Middlesbrough’s starting line-up did not contain any of the club’s six summer signings – perhaps some will be involved when Michael Carrick names a completely different line-up at York City tomorrow afternoon – but there was a decent smattering of experience in the side with Dael Fry partnering Paddy McNair at centre-half, Hayden Hackney patrolling the heart of midfield and Riley McGree and Marcus Forss playing off either flank.

There were also a handful of youngsters getting an early pre-season opportunity to impress Carrick, but none really took their chance. George Gitau, a Kenyan 19-year-old who was recruited from Brighton three summers ago, played at right-back, and was in the wars from an early stage as Pools’ more experienced players showed him no mercy. Bryant Bilongo, who made his first-team debut in the League Cup last season, started on the left of the back four, with Terrell Agyemang, a 20-year-old Londoner who signed from Manchester City earlier this summer, partnering Hackney in midfield.

Agyemang was probably the pick of the youngsters, sweeping up at the base of midfield and looking to break forward whenever possible, but for the whole of the evening, it was Hartlepool’s players rather than Middlesbrough’s that looked poised and assured in possession.

John Askey is attempting to assemble a squad that can bounce back at the first time of asking following last season’s relegation to the National League, and while pre-season matches can be notoriously unreliable indicators, the early signs provided by last night’s game are undoubtedly positive.

Pools scored twice inside four minutes midway through the first half, with both goals the result of slick interplay inside the Boro box.
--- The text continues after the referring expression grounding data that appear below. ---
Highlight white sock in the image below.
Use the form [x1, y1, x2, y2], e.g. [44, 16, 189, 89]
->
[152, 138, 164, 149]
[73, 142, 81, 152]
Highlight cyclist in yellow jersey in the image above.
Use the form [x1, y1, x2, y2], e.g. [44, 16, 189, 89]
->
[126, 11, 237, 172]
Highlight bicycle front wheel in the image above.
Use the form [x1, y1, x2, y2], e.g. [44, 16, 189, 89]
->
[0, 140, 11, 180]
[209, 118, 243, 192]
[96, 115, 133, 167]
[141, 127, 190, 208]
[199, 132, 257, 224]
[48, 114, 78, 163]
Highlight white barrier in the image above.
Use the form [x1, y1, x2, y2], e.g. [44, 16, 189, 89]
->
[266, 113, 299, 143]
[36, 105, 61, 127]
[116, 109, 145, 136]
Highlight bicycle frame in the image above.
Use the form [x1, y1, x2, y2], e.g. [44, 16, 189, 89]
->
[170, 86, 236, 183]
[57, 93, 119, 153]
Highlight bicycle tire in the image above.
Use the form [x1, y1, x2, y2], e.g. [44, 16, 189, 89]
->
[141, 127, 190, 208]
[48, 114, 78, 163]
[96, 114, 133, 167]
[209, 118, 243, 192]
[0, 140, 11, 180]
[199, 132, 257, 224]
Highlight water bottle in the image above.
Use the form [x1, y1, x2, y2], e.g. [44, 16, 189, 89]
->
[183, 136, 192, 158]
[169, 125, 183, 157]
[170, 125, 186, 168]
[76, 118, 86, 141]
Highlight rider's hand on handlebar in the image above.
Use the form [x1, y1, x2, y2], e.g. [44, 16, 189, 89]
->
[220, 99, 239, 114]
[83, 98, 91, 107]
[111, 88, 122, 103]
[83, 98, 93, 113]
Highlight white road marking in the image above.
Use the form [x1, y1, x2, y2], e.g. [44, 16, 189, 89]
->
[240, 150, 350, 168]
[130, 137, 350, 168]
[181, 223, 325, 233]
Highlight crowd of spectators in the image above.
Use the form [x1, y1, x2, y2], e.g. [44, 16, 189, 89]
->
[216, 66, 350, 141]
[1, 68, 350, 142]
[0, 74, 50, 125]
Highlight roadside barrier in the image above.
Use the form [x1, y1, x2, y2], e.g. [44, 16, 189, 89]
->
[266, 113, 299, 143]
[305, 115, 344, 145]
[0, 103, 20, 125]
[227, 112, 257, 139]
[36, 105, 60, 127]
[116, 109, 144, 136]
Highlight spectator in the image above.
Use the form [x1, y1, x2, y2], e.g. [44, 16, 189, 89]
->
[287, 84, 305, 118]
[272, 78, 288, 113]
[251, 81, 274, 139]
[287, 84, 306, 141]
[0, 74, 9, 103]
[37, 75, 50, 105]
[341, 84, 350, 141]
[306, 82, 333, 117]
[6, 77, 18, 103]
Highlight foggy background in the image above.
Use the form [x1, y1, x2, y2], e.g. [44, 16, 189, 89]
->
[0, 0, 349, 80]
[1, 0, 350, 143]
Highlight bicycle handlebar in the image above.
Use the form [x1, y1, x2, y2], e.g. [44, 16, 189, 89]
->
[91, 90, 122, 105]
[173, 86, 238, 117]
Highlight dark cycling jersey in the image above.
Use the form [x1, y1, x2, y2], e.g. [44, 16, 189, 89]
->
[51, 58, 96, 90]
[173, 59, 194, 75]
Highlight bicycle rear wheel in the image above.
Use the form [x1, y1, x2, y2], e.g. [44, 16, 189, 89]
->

Chris Wreh, son of former Arsenal double winner Christopher, was the architect of the first, slipping the ball between Fry’s legs before squaring across the face of the goalmouth for his fellow forward, Dieseruvwe, to stab home.

The second was the result of equally neat passing on the opposite side of the area involving trialist Anthony Mancini – a 22-year-old midfield free agent, who was previously on the books of Burnley - with unmarked wing-back Ferguson eventually slotting a first-time finish past Liam Roberts.

With Sonny Finch and Jeremy Sivi struggling to get into the game, Boro’s main threat came from McGree, with the Australian creating space in the area midway through the first half before drilling in a shot that Joel Dixon saved with his legs.

He forced another decent save out of the Pools keeper with a free-kick from close to the touchline that threatened to creep in at the near post.

Boro's consolation goal came in the 90th minute, with substitute Ajay Matthews profiting from a mix-up in the Hartlepool defence.


Hartlepool (5-3-2): Dixon (Jameson 46); Paterson, Dodds, Dolan (Burton 46), Pruti, Ferguson (Ndjoli 46); Wallace (Hastie 46), Cooke (Trialist 46), Trialist; Dieseruvwe (Grey 46), Wreh (Crawford 46).

Middlesbrough (4-2-3-1): Roberts, Gitau (Lennon 60), Fry (Hannah 89), McNair, Bilongo; Agyemang, Hackney (Bridge 81); Forss (Simpson 73), Sivi (Stott 90), McGree (Cartwright 81); Finch (Matthews 60).